Comprehensive Performance Comparison
Table 4 provides a comprehensive comparison of our scheme with recent authentication and key agreement schemes, categorized into OWA-based, identity-based, and certificate-based approaches. Our scheme excels in bidirectional authentication, key agreement, anonymity, resistance to man-in-the-middle and replay attacks, key capture resistance, physical attack resistance, and security connectivity. It avoids the limitations of other schemes, such as dependency on specific hardware (e.g., PUFs), high storage costs from aliases, or vulnerability to key leakage. This makes it a robust and efficient solution for Unmanned Aerial Vehicle networks, particularly for JUYE UAV systems operating in adversarial environments.

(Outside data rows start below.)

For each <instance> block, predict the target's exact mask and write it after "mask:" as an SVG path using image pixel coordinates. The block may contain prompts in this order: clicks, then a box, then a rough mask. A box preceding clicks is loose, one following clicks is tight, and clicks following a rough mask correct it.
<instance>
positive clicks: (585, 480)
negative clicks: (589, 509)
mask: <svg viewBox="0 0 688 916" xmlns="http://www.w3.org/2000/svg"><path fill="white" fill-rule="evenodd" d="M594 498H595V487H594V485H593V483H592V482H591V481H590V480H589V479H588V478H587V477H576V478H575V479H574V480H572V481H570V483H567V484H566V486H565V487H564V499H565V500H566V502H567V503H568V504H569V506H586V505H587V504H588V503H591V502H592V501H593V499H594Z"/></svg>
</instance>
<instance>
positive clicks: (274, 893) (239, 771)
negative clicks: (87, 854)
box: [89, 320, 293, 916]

| Scheme | Year | P1 | P2 | P3 | A1 | A2 | D1 | D2 | D3 | D4 | D5 | D6 |
|---|---|---|---|---|---|---|---|---|---|---|---|---|
| Our Scheme | 2025 | √ | √ | × | √ | √ | √ | √ | √ | √ | √ | √ |
| Liu et al. | 2011 | √ | × | × | × | × | √ | √ | × | × | √ | √ |
| Cai et al. | 2015 | √ | × | × | × | × | √ | √ | √ | × | √ | × |
| Chen et al. | 2023 | × | √ | × | √ | √ | √ | √ | √ | × | × | √ |
| Song et al. | 2019 | × | √ | × | √ | × | √ | √ | √ | × | √ | √ |
| I. Simsek et al. | 2019 | × | √ | × | √ | √ | × | √ | √ | √ | √ | √ |
| M.M Rathore et al. | 2019 | × | √ | × | √ | √ | × | √ | √ | √ | √ | √ |
| Zhang et al. | 2020 | × | × | × | √ | √ | √ | √ | √ | √ | × | √ |
| Nikooghadam et al. | 2021 | × | × | √ | √ | √ | √ | √ | √ | × | √ | √ |
| Khalid et al. | 2023 | × | × | √ | √ | √ | √ | √ | √ | √ | × | √ |
| Huang et al. | 2024 | × | × | √ | √ | √ | √ | √ | √ | √ | × | √ |
Note: “√” indicates the feature is supported; “×” indicates it is not. P1: OWA-based authentication; P2: Identity-based authentication; P3: Certificate-based authentication; A1: Bidirectional authentication; A2: Key agreement/exchange; D1: Anonymity; D2: Resistance to man-in-the-middle attacks; D3: Resistance to replay attacks; D4: Key capture resistance; D5: Physical attack resistance; D6: Security connectivity.
Conclusion
In response to the decentralized, topology-unstable, resource-constrained, and complex regulatory characteristics of Unmanned Aerial Vehicle networks, we have proposed an anonymous authentication and key agreement scheme based on the Benaloh-Mare (BM) one-way accumulator. Through a three-stage design—registration, key agreement, and bidirectional anonymous authentication—our scheme provides a secure communication solution for low-altitude Unmanned Aerial Vehicles. Leveraging the one-way property of the BM accumulator (based on the strong RSA assumption) for identity authentication and its quasi-commutativity for session key establishment, the scheme completes authentication and key agreement with only four data interactions and twelve lightweight operations, meeting the millisecond-level requirements of Unmanned Aerial Vehicle communication. During authentication, Unmanned Aerial Vehicles do not transmit real identity tickets directly, achieving anonymity through temporary authentication tickets, while also providing key capture resistance and physical attack resilience. Formal verification with Scyther and BAN logic proofs confirms the scheme’s resistance to identity spoofing, man-in-the-middle, replay, and timing manipulation attacks. Performance comparisons demonstrate advantages in lightweight design, real-time performance, and anonymity. For future work, to further enhance protocol performance in lightweight design, latency, and secure communication efficiency, we will explore integrating one-way accumulators with lattice-based succinct algorithms for quantum-resistant cryptography, replacing current modular exponentiation operations. We will also optimize dynamic identity ticket update mechanisms to reduce local storage data volume, accelerate operations through FPGA-integrated accumulator units on Unmanned Aerial Vehicles, and consider deploying distributed key management agents on low-altitude communication relay Unmanned Aerial Vehicles or edge computing nodes to minimize remote interaction delays during registration and ticket updates. These advancements will bolster the security and efficiency of Unmanned Aerial Vehicle networks, including JUYE UAV applications, in evolving threat landscapes.